Still a work-in-progress, the archives feature a good mix of Carnatic luminaries (M.S. Subbulakshmi, K.B. Sundarambal, Mysore Vasudevachar), alongside some Hindustani artistes (Rasoolan Bai, ustad Imdad Khan), film star-singers (M.K. Thyagaraja Bhagavathar), political leaders (Gandhi), litterateurs (Rabindranath Tagore), the occasional Manna Dey and K.L. Saigal and the Visva-Bharati university chorus (in a 1912 recording of the complete Jana-Gana-Mana).
Many of the pieces have been uploaded from Sampath’s own collection, but the nine AIM trustees—musicians, record-collectors, aficionados—now help him track down old and rare records.
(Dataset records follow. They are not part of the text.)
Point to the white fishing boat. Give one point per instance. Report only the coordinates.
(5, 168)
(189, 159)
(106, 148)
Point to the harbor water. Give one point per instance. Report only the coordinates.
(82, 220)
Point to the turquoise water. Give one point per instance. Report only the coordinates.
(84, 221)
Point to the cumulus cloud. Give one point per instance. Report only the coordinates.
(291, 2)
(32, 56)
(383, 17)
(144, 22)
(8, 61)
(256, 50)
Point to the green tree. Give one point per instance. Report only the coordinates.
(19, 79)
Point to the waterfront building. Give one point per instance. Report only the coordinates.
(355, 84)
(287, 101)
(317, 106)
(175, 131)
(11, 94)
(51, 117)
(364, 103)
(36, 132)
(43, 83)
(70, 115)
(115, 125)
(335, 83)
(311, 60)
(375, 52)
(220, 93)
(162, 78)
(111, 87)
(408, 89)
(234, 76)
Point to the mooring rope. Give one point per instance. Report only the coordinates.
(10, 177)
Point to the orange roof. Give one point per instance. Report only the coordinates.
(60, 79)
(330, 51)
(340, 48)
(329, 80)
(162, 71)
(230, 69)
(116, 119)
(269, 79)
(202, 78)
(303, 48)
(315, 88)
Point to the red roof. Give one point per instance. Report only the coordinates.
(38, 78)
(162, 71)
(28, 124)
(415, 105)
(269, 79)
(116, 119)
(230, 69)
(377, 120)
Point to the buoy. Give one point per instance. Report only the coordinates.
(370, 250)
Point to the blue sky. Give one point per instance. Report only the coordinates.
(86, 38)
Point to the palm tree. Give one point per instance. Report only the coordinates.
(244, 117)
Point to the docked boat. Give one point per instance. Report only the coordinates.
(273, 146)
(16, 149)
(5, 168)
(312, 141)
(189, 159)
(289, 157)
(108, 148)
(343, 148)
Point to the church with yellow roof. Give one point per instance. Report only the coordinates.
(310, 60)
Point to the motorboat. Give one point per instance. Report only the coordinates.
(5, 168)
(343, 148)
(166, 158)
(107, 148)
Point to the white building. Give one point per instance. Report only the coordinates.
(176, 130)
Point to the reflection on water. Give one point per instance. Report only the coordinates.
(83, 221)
Once procured, the records are put through a vacuum-driven master-cleaner, amplified on a high-fidelity player, converted into a digitized format and uploaded to the site.
While the artistes are listed alphabetically, there is little cross-indexing and dating of the material. So, at the moment, navigating the site is a matter of choosing an artiste and selecting a piece to listen to. The uploading of artistes is dictated by popularity—some tracks have received up to 400 plays in the two months the site has been live—but Sampath hopes that apart from the casual listener or history buff, the portal will work as a lively interactive site for researchers and students of music, with user-generated content and talk-through guides.
While the archives are accessible to all at the moment at Archiveofindianmusic.org , a registration-and-payment process will be introduced soon.